All annotations per allele (`--all`)

By default, only the most significant annotation per ALT allele is written to VCF (i.e. the one with the highest delta position). You can add the '--all' flag to instead output all alleles.

Retain sequences outside of annotated regions (`--outside`)

This is an experimental feature.

By default, all nucleotides outside of the overlapping annotated region (defined by the --annotation table) are replaced with N, except when the variant does not intercept with a region. You can instead always retain the sequences.

Mask scores (`--mask`)

This parameter masks the delta score: It will remove (i.e. set to zero) all losses of non-splice sites and all gains of splice sites. Therefore only losses of existing splice sites and gains of novel splice sites are annotated.

Output

The VCF output has an INFO column with the following annotations:

ID	Description
ALLELE	The ALT allele from your input
SYMBOL	Ensembl gene ID, or strand if no gene overlaps
DS_AG	Delta score (acceptor gain)
DS_AL	Delta score (acceptor loss)
DS_DG	Delta score (donor gain)
DS_DL	Delta score (donor loss)
DP_AG	Delta position (acceptor gain)
DP_AL	Delta position (acceptor loss)
DP_DG	Delta position (donor gain)
DP_DL	Delta position (donor loss)

Comparison between CI-SpliceAI and similar tools

There is a separate repository here comparing CI-SpliceAI with SpliceAI, MMSplice, SQUIRLS, and two MaxEntScan variants.

Differences to SpliceAI

This tool is very similar to the SpliceAI annotation tool. These are the most important differences:

Models are trained on collapsed GENCODE isoforms
The final models are trained on all chromosomes; SpliceAI models are only trained on training chromosomes
Models are optimised for inference and load/predict faster
All overlapping genes are analysed, not only the first one
When no genes overlap, the tool is run on the forward and backward strand
All variants are annotated, even multi-nucleotide variants
Better batch inference on GPU
Masking (--mask) is done prior to annotation, allowing the next-highest annotation to be returned rather than capping the output to zero (see this github issue)
Potential differences when filtering GENCODE annotations. SpliceAI's data pipeline was not released and their selection process not disclosed (see this github issue)

Current limitations

The tool is only using one CPU/GPU max. Multi-processing is currently not supported.

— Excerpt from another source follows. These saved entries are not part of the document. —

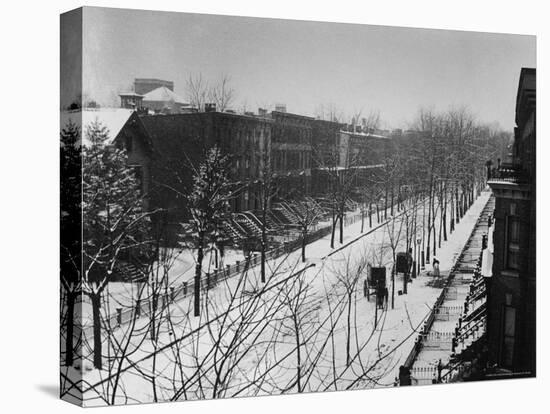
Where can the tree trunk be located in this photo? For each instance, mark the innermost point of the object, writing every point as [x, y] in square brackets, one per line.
[393, 284]
[96, 309]
[342, 228]
[198, 271]
[332, 234]
[69, 354]
[304, 234]
[264, 243]
[370, 215]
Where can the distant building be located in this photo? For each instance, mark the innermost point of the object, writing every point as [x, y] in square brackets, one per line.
[131, 100]
[143, 86]
[170, 146]
[511, 303]
[280, 108]
[292, 152]
[164, 100]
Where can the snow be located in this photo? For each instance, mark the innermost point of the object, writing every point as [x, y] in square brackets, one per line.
[112, 118]
[265, 359]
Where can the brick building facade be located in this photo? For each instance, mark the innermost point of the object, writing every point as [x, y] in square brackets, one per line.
[511, 316]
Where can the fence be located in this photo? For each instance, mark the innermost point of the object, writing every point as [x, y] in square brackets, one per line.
[428, 323]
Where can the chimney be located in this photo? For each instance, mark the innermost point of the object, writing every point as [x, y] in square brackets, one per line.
[280, 107]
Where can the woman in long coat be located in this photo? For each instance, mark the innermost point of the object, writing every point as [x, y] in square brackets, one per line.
[435, 265]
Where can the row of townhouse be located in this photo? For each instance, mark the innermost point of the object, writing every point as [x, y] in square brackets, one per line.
[165, 149]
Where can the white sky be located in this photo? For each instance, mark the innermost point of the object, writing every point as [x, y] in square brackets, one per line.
[304, 64]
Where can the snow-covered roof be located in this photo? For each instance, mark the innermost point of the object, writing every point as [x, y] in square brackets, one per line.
[162, 94]
[112, 118]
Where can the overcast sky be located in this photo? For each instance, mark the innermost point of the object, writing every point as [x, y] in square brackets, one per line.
[304, 64]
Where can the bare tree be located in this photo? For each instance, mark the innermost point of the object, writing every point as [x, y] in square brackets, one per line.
[197, 91]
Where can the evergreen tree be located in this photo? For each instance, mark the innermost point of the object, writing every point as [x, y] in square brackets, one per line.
[208, 205]
[115, 226]
[70, 227]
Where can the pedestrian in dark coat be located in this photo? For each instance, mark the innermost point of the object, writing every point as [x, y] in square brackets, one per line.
[435, 265]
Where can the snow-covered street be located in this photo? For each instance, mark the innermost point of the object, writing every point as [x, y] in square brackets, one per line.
[309, 328]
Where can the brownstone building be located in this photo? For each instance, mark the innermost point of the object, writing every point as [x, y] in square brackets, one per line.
[167, 148]
[291, 152]
[511, 317]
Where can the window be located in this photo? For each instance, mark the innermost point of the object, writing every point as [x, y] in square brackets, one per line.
[508, 337]
[512, 240]
[128, 143]
[138, 174]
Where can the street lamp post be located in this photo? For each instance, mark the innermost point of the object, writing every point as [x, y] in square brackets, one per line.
[418, 241]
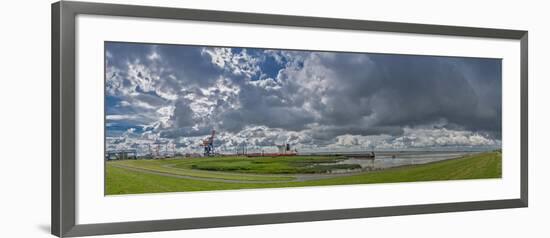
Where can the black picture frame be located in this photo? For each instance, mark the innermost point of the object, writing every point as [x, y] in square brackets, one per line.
[64, 107]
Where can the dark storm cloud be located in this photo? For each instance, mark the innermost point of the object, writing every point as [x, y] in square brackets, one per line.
[387, 91]
[307, 98]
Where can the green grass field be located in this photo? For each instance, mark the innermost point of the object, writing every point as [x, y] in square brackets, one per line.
[222, 173]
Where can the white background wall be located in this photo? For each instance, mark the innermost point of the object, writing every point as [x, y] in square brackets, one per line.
[25, 118]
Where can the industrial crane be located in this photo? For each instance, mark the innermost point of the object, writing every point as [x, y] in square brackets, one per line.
[209, 145]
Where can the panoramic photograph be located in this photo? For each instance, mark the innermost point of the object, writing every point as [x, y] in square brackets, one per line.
[182, 118]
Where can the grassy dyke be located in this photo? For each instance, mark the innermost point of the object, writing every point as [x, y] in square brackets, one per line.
[271, 165]
[479, 166]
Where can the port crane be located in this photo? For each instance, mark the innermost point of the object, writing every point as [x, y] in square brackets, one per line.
[208, 144]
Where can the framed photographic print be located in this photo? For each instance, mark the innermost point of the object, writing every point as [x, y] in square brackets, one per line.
[167, 119]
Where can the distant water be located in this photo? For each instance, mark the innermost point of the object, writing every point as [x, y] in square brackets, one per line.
[385, 160]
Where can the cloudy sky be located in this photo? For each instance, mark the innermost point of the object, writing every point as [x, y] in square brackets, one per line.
[174, 95]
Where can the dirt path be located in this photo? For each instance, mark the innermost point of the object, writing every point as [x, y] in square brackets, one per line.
[297, 177]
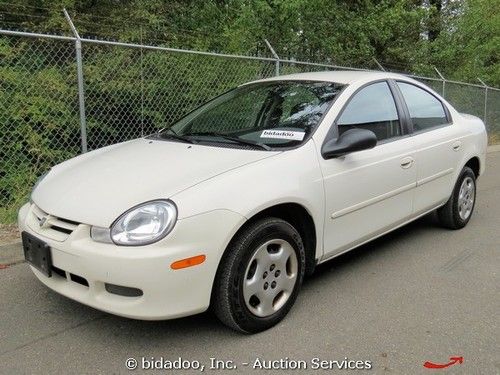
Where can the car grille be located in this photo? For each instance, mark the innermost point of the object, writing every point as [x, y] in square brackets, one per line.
[50, 226]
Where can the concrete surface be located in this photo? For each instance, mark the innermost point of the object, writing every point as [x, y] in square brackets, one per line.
[419, 294]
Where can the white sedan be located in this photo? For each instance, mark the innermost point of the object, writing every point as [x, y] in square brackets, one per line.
[232, 205]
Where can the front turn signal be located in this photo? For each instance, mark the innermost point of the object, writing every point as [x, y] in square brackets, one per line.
[188, 262]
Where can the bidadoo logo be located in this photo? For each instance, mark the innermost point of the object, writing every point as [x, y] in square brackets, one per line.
[283, 134]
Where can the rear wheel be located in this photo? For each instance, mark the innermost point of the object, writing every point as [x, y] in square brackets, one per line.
[456, 213]
[260, 276]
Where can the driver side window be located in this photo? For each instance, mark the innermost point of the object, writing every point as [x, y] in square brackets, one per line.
[372, 108]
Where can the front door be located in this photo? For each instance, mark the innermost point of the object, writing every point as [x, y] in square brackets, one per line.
[368, 192]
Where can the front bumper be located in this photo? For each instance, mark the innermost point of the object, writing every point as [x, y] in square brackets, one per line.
[167, 293]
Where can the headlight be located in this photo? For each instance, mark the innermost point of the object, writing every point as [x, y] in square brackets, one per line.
[141, 225]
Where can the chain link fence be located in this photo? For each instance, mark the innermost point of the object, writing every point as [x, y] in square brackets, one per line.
[129, 90]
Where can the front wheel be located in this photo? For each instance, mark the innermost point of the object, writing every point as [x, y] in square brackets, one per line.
[259, 276]
[456, 213]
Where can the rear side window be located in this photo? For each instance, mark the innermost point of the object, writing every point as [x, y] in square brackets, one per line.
[426, 111]
[372, 108]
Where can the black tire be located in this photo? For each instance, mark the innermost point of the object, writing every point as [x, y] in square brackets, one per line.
[448, 215]
[228, 301]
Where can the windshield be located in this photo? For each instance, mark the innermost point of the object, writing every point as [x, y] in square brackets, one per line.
[264, 115]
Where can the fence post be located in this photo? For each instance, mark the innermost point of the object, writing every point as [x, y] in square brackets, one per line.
[485, 100]
[275, 55]
[444, 81]
[81, 91]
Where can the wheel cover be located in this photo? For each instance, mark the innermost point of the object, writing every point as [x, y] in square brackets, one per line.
[270, 277]
[466, 198]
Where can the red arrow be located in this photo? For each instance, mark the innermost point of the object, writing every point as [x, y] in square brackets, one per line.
[453, 360]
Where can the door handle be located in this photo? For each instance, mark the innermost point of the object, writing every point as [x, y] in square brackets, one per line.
[407, 162]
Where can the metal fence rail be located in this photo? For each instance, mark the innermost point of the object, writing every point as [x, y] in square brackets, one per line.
[60, 96]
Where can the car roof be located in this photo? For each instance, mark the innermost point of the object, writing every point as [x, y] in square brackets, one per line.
[346, 77]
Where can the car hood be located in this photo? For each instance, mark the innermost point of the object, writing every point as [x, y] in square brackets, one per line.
[97, 187]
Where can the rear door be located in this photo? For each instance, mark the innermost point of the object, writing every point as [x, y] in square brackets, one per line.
[438, 148]
[369, 191]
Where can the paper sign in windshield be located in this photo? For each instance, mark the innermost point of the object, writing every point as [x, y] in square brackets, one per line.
[283, 134]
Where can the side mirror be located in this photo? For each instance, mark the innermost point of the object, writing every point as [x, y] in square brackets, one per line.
[350, 141]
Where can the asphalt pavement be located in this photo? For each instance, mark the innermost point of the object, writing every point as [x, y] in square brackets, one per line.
[421, 293]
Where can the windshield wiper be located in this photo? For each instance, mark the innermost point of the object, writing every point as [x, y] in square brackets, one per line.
[233, 139]
[172, 134]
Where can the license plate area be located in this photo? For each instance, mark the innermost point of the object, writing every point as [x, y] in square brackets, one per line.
[37, 253]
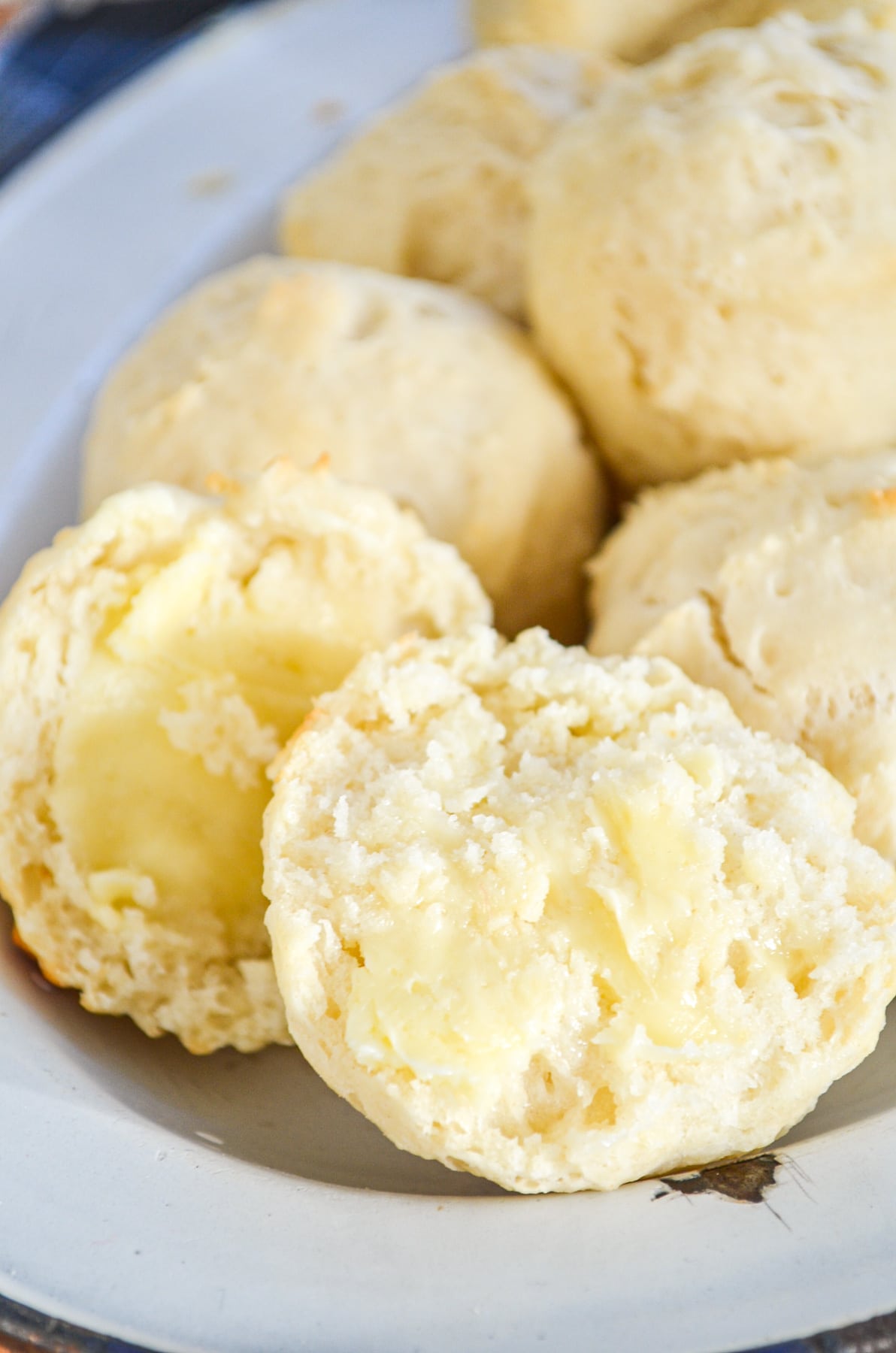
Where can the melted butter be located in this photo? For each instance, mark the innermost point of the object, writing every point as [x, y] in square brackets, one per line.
[160, 784]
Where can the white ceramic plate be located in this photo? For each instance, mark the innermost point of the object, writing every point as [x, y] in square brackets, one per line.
[232, 1204]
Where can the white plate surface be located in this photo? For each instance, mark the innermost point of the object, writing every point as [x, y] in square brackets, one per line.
[232, 1204]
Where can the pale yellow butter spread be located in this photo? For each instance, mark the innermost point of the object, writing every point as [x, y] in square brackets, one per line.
[566, 922]
[162, 754]
[152, 664]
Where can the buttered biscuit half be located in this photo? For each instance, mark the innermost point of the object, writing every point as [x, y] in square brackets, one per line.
[152, 663]
[774, 583]
[437, 187]
[565, 923]
[711, 257]
[407, 386]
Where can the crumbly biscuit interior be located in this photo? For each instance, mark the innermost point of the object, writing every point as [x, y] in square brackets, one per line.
[195, 681]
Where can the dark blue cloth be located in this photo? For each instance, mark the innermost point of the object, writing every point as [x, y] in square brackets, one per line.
[47, 76]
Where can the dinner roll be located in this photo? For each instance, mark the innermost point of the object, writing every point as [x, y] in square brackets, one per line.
[563, 922]
[407, 386]
[152, 663]
[774, 582]
[437, 187]
[713, 250]
[639, 30]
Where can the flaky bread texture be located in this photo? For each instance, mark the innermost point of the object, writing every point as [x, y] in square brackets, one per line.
[292, 555]
[711, 262]
[436, 187]
[774, 583]
[404, 385]
[563, 922]
[642, 30]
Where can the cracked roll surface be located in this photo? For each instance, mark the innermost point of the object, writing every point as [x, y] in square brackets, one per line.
[152, 663]
[642, 30]
[407, 386]
[713, 250]
[436, 187]
[562, 922]
[774, 583]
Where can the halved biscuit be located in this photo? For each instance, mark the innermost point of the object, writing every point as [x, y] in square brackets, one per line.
[565, 922]
[152, 663]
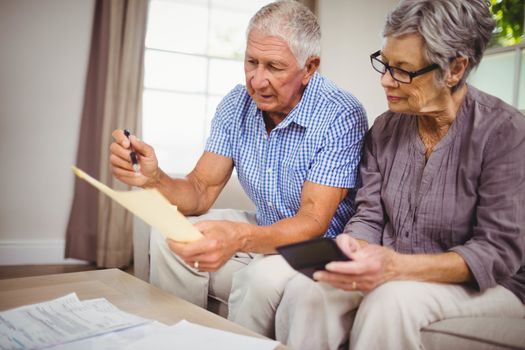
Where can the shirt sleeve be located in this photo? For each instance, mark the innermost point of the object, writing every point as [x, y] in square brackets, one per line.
[497, 249]
[219, 141]
[368, 222]
[336, 164]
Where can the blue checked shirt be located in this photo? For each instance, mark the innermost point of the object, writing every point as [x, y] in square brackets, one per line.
[319, 141]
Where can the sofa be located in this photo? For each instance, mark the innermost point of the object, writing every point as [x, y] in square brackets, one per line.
[460, 333]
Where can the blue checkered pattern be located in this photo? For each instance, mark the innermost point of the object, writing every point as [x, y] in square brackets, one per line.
[319, 141]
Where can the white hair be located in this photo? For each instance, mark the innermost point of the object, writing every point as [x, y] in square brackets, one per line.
[449, 28]
[294, 23]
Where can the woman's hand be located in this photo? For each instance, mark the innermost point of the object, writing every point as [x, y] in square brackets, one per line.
[369, 267]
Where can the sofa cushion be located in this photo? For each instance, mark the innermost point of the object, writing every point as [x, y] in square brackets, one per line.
[475, 333]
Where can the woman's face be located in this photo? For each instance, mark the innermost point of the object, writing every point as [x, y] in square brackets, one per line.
[423, 94]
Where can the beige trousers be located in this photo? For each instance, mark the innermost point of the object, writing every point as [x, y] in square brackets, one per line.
[251, 284]
[316, 316]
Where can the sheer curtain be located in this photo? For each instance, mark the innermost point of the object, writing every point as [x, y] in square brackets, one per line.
[99, 230]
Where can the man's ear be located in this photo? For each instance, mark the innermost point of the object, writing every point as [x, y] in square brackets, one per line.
[458, 66]
[310, 67]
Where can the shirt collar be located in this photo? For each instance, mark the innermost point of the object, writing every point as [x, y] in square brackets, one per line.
[302, 114]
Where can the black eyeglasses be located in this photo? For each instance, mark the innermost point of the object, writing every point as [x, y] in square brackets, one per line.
[398, 74]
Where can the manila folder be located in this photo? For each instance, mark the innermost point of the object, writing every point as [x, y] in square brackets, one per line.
[152, 207]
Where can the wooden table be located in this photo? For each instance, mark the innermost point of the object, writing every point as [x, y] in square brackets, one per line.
[125, 291]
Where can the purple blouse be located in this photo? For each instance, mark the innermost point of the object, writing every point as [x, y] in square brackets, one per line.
[469, 197]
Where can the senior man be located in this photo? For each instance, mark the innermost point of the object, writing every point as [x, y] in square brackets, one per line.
[295, 141]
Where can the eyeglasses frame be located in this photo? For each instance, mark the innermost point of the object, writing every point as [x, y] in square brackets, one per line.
[389, 68]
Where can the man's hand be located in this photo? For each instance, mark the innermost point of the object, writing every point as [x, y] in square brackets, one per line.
[120, 161]
[369, 267]
[222, 239]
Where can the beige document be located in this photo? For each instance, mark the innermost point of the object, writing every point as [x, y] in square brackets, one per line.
[152, 207]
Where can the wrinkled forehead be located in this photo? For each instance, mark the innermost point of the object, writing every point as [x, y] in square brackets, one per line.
[260, 43]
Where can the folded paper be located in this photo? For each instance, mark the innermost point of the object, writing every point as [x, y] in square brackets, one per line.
[152, 207]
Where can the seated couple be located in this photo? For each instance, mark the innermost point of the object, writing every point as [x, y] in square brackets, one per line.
[438, 226]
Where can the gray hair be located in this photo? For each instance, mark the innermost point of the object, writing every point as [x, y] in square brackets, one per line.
[293, 22]
[449, 28]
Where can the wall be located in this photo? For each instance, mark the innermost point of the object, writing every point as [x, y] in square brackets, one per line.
[43, 62]
[350, 33]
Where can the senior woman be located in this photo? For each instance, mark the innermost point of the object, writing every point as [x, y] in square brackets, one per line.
[439, 230]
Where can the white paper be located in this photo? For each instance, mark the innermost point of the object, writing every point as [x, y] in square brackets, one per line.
[152, 207]
[60, 321]
[186, 335]
[114, 340]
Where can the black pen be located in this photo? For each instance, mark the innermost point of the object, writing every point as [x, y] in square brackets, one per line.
[132, 154]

Prediction of custom sequences

Since version 1.1, you can predict the likelihood of each nucleotide being a splice site like so:

from cispliceai.model import CISpliceAI
from cispliceai.data import DNAPreprocessor

model = CISpliceAI()

# you can run multiple sequences in a batch
# you can input sequences of varying length, but it's your responsibility to ensure that the batch fits on memory!
# The sequences here are only an example, you should upload much longer slices to get sensible results
predictions = model.predict([
  DNAPreprocessor.onehot_and_pad('CTTCCTCTCCTCCTGCCCCACCTTCCTCTCCTCCTGCCCCACCAGAACCGGGGGCGGCTGGCAGACAAGAGGACAGTCGCCCTGCCTGCC'),
  DNAPreprocessor.onehot_and_pad('CTCCTCCTGCCCCACCAGAACCGGGGGCGGCTG'),
])

# Get acceptor and donor scores for the two sequences
acceptor_prob_1 = predictions[0][:, 1]
donor_prob_1 = predictions[0][:, 2]

acceptor_prob_2 = predictions[1][:, 1]
donor_prob_2 = predictions[1][:, 2]

Development

To install from a local directory

pip install -e "./[cpu]"

Build to release

pip install build
python -m build

Pull requests / Bug reports

Pull requests are welcome. Please submit bug reports to the git issues system.

License

This work is licensed under a Creative Commons Attribution 4.0 International License.